In honor of Older Workers Month, the Bureau of Labor Statistics provides new facts on this rapidly expanding area of our workforce.
Employment
- For workers age 65 and older, employment tripled from 1988 to 2018, while employment among younger workers grew by about a third.
- Between 1988 and 2018, employment growth for women age 65 and older outpaced that for men.
- Among people age 75 and older, the number of employed people nearly quadrupled, increasing from 461,000 in 1988 to 1.8 million in 2018.
Participation in the Labor Force
- The labor force participation rate for older workers has been rising steadily since the late 1990s. Participation rates for younger age groups either declined or flattened over this period.
Employment Projections
- The total labor force is projected to increase by 6.6 percent from 2016 to 2026, while the number of workers age 65 and older is predicted to rise by 57.6 percent.
- By 2026, workers age 65 and older are expected to account for 8.6 percent of the total labor force, up from 5.8 percent in 2016.

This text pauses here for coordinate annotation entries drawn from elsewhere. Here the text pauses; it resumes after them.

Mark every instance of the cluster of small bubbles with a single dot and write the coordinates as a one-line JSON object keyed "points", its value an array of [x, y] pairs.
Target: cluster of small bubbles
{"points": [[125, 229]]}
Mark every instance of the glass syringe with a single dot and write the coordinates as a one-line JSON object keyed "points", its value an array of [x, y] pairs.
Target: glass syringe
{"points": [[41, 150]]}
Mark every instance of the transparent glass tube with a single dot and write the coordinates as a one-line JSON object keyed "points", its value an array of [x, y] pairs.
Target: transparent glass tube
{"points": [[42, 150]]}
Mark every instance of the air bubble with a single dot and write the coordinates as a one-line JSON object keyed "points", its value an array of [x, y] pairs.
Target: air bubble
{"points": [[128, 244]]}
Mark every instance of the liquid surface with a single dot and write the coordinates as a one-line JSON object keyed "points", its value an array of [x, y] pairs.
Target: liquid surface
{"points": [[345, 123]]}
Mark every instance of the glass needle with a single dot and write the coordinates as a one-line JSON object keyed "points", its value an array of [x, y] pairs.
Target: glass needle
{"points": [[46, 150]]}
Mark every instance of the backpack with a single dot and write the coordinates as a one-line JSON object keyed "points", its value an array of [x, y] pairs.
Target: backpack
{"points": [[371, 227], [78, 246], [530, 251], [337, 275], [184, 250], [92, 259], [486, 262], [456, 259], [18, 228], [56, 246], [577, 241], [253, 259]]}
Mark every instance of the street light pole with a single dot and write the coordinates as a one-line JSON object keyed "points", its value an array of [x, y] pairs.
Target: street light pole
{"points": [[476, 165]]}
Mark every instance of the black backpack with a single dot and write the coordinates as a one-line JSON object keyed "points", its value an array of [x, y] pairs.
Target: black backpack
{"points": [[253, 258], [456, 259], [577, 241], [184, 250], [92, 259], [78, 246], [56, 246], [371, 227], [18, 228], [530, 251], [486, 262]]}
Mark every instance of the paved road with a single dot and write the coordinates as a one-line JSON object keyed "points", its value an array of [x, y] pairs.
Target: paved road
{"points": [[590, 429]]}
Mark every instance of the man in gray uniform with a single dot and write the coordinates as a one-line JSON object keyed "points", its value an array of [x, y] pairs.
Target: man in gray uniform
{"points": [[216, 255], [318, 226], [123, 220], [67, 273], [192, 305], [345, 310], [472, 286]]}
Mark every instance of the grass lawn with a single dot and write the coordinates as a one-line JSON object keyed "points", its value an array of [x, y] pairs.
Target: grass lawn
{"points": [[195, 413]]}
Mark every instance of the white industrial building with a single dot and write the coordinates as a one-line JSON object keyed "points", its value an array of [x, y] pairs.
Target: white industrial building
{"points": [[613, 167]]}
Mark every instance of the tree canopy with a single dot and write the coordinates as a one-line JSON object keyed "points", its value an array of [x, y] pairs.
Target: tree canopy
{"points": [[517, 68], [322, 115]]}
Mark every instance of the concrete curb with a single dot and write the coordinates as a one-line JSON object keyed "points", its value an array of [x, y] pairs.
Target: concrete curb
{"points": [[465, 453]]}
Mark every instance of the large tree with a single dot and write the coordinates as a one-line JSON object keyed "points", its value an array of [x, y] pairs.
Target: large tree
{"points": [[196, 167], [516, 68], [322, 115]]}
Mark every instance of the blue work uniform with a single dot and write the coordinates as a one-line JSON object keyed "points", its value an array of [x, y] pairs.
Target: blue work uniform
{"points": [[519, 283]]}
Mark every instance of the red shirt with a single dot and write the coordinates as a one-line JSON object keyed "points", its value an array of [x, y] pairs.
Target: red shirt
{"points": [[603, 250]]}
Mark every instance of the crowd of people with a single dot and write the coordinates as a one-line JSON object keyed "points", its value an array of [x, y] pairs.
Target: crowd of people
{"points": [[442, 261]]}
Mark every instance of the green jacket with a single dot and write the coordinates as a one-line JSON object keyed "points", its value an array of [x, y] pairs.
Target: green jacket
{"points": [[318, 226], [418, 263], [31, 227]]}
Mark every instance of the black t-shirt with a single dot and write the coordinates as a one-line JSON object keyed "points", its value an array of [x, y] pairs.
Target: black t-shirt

- The labor force participation rate of people age 65 and older is projected to increase from 19.3 percent in 2016 to 21.8 percent in 2026. This contrasts with the overall labor force participation rate, which is expected to decrease from 62.8 percent to 61.0 percent.
Work Schedules
- Over the past 20 years, the number of older workers on full‐time work schedules grew two and a half times faster than the number working part time.
- Full‐timers now account for a majority among older workers—61 percent in 2018, up from 46 percent in 1998.
Earnings
- In 1998, median weekly earnings of older full‐time employees were 77 percent of the median for workers age 16 and up. In 2018, older workers earned 7 percent more than the median for all workers.
Education
- In 1998, 1 in 5 older workers had less than a high school education. By 2018, fewer than 1 in 10 older workers had less than a high school diploma.
- The percentage of older workers with a college degree grew from 26 percent in 1998 to 42 percent in 2018.
Safety and Health
- While fatal occupational injuries to all workers declined 17 percent from 1992 to 2017, workers age 65 and older incurred 66 percent more fatal work injuries in 2017 (775) than they did in 1992 (467).
- Workers age 65 and older had a fatality rate that was nearly three times the rate for all workers in 2017.